C and C++
Q: What compiler should I use?
GCC is a compiler suite, created by the Free Software Foundation, which has support for the ARM7TDMI processor in the GBA. Most developers, both professional and amateur, use a version of GCC. If you run Microsoft Windows or Linux on the x86 architecture, try the "devkitARM" distribution of GCC, which you can download at
http://www.devkitpro.org/.
Professional developers with a ton of money to spare may use a proprietary compiler. If you are a professional, being paid for your work, it may be worth your while to consider ARM's own compiler or
Green Hills compilers.
Q: How do I install devkitARM on Windows?
Use the latest
devkitPro Updater, an installer written in NSIS that automatically fetches and installs the required components for you.

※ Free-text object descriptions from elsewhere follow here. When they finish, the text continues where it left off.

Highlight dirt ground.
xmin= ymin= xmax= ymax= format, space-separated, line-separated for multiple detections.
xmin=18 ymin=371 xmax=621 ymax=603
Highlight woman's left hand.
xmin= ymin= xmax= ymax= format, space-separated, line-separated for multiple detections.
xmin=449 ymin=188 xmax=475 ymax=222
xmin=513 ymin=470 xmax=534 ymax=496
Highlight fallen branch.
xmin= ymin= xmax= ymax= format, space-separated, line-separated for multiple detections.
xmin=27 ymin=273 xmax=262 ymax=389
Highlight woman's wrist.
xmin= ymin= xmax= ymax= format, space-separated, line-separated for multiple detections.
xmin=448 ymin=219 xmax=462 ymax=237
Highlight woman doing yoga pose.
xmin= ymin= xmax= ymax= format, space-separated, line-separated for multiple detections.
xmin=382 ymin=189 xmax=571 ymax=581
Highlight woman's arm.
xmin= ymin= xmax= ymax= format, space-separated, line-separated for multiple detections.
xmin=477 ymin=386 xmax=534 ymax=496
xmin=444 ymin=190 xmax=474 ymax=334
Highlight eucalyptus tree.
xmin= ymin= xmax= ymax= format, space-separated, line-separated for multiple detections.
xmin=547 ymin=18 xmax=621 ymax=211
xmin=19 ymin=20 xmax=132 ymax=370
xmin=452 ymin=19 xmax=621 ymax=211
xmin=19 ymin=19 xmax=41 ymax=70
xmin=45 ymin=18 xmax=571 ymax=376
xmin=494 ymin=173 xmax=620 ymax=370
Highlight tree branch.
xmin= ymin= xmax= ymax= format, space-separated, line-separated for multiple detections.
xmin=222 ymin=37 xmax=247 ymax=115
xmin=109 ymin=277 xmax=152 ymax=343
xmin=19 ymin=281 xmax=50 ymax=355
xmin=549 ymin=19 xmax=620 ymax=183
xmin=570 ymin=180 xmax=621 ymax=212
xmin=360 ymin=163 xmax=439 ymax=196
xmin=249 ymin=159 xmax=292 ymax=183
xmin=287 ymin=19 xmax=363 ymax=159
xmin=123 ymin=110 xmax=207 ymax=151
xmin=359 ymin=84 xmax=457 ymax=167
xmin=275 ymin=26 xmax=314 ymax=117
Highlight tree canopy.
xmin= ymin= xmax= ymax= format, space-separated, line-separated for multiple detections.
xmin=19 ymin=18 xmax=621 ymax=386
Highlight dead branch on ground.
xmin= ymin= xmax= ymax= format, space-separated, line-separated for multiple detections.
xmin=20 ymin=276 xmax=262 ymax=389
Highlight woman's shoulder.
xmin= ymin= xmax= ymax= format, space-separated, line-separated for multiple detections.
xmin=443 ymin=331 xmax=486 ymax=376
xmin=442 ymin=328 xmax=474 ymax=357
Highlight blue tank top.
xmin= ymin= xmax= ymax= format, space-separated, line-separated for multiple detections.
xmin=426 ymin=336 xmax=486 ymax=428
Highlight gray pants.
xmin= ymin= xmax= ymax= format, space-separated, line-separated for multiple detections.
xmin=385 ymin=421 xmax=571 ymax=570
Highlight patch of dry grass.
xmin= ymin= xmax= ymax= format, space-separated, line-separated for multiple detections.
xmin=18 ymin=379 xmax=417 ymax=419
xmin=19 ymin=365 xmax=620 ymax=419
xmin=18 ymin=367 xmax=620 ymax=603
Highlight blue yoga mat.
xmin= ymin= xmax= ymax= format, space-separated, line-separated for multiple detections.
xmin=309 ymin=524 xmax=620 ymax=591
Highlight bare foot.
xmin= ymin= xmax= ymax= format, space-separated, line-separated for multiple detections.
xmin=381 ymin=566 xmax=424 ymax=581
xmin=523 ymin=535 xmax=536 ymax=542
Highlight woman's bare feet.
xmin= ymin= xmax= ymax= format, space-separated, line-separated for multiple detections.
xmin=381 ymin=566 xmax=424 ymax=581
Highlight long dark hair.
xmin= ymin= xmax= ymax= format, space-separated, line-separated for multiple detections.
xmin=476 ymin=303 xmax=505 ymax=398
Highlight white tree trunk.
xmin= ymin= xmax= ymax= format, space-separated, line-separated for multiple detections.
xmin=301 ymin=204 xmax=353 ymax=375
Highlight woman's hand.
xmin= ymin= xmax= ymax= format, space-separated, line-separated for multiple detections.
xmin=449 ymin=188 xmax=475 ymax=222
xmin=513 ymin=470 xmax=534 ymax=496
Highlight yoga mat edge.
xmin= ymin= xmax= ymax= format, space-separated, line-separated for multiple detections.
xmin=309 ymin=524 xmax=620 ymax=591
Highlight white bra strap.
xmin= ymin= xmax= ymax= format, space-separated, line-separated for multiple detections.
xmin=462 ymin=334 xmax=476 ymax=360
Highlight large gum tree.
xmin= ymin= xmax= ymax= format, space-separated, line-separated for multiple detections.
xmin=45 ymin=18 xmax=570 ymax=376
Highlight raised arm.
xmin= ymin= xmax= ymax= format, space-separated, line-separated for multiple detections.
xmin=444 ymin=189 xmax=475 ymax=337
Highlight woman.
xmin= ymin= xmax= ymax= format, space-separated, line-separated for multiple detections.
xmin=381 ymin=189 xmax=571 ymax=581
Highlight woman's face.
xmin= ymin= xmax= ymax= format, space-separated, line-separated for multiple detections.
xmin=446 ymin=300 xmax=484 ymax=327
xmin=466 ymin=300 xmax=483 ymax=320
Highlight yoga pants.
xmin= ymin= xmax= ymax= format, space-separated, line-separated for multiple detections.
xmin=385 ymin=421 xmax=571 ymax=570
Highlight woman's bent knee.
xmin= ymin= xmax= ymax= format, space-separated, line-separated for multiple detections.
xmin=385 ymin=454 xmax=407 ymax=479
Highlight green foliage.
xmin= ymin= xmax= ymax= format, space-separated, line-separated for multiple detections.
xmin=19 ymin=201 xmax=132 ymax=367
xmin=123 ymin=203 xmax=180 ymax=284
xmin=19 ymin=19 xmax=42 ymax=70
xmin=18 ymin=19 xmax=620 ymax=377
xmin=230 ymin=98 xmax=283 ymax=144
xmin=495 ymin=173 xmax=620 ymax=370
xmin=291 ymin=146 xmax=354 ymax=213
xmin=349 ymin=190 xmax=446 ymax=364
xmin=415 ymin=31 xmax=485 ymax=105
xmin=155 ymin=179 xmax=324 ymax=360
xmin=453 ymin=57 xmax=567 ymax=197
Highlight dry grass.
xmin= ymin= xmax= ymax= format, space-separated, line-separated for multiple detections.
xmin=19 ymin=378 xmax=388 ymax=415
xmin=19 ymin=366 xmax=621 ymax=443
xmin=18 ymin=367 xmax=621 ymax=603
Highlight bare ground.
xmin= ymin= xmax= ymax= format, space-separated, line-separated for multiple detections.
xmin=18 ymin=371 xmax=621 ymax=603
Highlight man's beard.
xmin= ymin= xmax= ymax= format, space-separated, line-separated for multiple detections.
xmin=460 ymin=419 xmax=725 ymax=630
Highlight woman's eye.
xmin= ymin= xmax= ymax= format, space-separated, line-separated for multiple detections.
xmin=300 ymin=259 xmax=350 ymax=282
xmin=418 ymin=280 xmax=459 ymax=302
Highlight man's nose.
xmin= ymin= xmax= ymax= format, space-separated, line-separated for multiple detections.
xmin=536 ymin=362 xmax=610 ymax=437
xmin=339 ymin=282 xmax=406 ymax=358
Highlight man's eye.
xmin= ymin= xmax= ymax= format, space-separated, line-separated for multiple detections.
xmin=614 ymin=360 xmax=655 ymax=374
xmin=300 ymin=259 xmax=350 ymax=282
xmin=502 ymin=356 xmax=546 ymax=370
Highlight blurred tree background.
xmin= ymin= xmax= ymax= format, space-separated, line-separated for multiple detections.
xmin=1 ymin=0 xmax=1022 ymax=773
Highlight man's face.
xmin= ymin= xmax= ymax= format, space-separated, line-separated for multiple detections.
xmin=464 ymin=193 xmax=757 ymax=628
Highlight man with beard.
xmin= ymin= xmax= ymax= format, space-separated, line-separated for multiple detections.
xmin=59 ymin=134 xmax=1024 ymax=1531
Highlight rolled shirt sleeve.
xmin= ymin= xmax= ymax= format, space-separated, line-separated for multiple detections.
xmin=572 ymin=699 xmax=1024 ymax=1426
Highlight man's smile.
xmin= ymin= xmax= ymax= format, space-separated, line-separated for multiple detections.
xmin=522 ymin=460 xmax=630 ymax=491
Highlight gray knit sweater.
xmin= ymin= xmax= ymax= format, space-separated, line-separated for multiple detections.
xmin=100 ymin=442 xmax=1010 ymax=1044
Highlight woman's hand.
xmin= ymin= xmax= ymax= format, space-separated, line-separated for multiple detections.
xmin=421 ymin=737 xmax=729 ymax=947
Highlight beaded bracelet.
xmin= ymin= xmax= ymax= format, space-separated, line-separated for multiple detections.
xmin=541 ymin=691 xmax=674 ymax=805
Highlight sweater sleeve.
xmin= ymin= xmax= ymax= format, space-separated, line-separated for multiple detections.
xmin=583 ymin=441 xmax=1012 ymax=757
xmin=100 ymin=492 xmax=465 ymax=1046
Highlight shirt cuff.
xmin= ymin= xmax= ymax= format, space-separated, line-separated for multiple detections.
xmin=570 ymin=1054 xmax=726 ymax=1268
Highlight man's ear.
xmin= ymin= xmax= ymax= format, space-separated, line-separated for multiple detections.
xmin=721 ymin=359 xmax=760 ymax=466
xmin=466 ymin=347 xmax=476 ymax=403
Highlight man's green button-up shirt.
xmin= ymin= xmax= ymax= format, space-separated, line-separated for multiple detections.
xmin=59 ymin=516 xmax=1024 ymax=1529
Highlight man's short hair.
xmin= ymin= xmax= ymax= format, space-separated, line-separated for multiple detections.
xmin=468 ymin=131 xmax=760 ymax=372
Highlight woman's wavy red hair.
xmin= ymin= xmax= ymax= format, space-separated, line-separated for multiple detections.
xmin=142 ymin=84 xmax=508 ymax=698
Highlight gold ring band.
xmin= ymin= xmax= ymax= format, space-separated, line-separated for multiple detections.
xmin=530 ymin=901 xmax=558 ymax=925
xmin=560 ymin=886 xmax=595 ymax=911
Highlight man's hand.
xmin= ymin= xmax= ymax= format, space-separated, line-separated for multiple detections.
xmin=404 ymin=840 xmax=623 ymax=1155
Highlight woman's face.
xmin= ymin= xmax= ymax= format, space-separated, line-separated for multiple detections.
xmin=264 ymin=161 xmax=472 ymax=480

If you are developing for the Game Boy Advance or Nintendo DS, you probably want everything but devkitPPC and devkitPSP.
This installer places files inside folders called 'bin', 'lib', 'include', etc. inside C:\devkitPro\devkitARM\. There should be a file called
C:\devkitPro\devkitARM\bin\arm-eabi-gcc.exe. It's not something to be double-clicked; you'll have to use the command prompt. Most GCC users are familiar with their favorite operating system's command prompt. If you have never used a command prompt,
learn DOS; the Windows command prompt is copied nearly wholesale from DOS's.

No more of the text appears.